Self-Supervised Inference in State-Space Models
This addresses the problem of inference in nonlinear state-space models for researchers and practitioners, offering a self-supervised approach that is incremental by building on classical methods like the Kalman filter.
The paper tackles approximate inference in state-space models with nonlinear state transitions by using a self-supervised method based on Bayesian updates and neural networks, achieving excellent results on the chaotic Lorenz system and competitive results on audio denoising.

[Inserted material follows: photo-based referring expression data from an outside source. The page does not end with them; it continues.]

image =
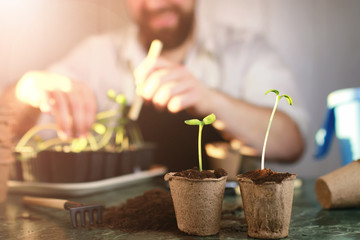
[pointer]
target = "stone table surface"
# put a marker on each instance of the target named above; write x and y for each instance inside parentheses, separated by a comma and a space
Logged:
(308, 220)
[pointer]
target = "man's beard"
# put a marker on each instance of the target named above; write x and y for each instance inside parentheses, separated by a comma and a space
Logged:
(170, 37)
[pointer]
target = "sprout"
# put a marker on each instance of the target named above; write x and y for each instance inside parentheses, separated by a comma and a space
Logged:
(206, 121)
(278, 97)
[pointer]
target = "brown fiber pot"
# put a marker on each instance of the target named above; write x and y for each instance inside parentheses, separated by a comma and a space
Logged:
(6, 159)
(267, 207)
(197, 203)
(340, 188)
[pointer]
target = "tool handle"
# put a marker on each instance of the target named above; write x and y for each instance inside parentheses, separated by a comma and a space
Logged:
(44, 202)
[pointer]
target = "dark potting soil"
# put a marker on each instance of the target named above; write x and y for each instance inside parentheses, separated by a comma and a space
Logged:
(266, 175)
(151, 211)
(194, 173)
(154, 211)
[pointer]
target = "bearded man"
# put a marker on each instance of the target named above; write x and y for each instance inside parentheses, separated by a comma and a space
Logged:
(205, 67)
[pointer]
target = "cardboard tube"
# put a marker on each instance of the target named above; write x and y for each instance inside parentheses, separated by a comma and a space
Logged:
(340, 188)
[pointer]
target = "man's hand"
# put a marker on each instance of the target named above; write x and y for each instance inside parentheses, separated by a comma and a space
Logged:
(71, 102)
(172, 86)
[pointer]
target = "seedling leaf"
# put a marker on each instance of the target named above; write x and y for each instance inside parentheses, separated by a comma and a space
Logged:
(193, 122)
(209, 119)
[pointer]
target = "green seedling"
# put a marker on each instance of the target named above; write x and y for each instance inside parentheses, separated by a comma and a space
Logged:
(206, 121)
(110, 128)
(278, 97)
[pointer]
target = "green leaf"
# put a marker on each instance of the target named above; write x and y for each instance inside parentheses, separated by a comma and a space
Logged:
(193, 122)
(209, 119)
(288, 98)
(99, 128)
(272, 90)
(120, 99)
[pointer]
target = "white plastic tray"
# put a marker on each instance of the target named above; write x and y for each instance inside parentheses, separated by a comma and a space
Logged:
(80, 189)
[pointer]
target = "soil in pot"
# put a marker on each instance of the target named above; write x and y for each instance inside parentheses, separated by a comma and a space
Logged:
(69, 167)
(267, 199)
(96, 166)
(197, 198)
(153, 210)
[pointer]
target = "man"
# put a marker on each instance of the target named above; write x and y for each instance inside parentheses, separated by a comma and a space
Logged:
(204, 68)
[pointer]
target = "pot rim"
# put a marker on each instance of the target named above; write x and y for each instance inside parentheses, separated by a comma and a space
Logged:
(169, 176)
(240, 178)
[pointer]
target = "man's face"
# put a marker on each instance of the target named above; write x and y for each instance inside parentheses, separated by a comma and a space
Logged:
(170, 21)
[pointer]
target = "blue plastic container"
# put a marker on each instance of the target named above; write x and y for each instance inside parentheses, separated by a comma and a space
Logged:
(343, 118)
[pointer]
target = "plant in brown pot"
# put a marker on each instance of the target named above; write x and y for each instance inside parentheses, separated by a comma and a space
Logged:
(198, 194)
(267, 196)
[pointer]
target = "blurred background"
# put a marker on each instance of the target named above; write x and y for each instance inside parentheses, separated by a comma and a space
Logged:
(319, 40)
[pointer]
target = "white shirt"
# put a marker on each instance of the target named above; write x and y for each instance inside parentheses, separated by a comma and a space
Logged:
(234, 61)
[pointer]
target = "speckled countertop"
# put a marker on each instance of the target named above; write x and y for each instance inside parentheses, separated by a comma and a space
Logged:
(308, 221)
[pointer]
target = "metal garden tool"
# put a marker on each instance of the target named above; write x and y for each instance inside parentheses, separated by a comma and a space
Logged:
(75, 208)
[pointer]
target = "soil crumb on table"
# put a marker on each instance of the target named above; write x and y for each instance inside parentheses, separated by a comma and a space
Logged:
(151, 211)
(266, 175)
(194, 173)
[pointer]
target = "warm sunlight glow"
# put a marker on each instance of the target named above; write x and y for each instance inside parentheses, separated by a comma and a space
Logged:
(34, 85)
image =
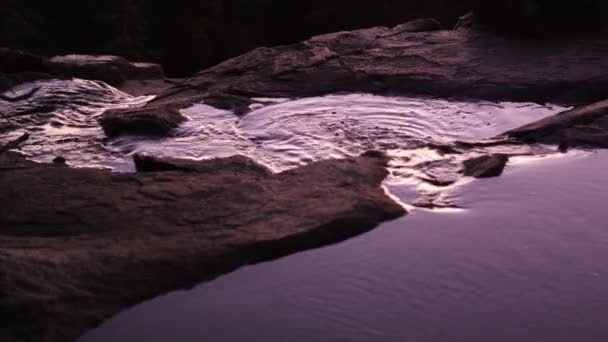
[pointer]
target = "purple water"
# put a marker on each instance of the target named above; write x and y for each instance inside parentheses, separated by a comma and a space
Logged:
(525, 262)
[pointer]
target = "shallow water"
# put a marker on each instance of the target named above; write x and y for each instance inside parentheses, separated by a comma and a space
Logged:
(279, 133)
(284, 133)
(525, 263)
(67, 127)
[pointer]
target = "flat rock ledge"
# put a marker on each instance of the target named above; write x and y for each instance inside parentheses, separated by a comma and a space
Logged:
(18, 67)
(79, 245)
(463, 63)
(581, 126)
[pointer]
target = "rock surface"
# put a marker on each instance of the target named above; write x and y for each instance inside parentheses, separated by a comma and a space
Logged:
(148, 120)
(582, 126)
(17, 67)
(113, 70)
(485, 166)
(449, 63)
(79, 245)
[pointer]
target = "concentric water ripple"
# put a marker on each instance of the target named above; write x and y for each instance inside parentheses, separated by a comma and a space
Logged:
(280, 133)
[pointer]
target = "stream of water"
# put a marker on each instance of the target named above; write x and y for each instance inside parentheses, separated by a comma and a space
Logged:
(526, 263)
(524, 260)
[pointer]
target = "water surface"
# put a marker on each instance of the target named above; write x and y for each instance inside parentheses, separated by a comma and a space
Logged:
(526, 263)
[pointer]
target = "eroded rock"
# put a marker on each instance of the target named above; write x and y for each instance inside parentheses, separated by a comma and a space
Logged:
(447, 63)
(586, 125)
(113, 70)
(156, 119)
(487, 166)
(79, 245)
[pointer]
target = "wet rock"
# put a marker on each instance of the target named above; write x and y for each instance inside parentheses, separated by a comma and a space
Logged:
(79, 245)
(485, 166)
(467, 21)
(17, 67)
(157, 120)
(446, 63)
(113, 70)
(585, 125)
(59, 160)
(419, 25)
(236, 164)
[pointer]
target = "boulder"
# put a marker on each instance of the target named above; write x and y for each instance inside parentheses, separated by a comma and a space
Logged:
(80, 245)
(485, 166)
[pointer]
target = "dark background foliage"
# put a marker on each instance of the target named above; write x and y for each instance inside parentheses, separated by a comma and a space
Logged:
(188, 35)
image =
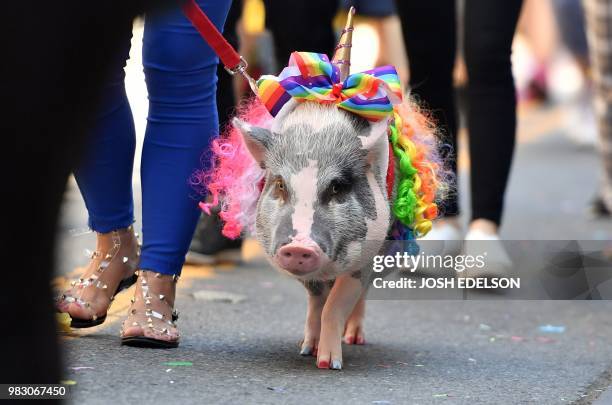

We perform approximate inference in state-space models with nonlinear state transitions. Without parameterizing a generative model, we apply Bayesian update formulas using a local linearity approximation parameterized by neural networks. This comes accompanied by a maximum likelihood objective that requires no supervision via uncorrupt observations or ground truth latent states. The optimization backpropagates through a recursion similar to the classical Kalman filter and smoother. Additionally, using an approximate conditional independence, we can perform smoothing without having to parameterize a separate model. In scientific applications, domain knowledge can give a linear approximation of the latent transition maps, which we can easily incorporate into our model. Usage of such domain knowledge is reflected in excellent results (despite our model's simplicity) on the chaotic Lorenz system compared to fully supervised and variational inference methods. Finally, we show competitive results on an audio denoising experiment.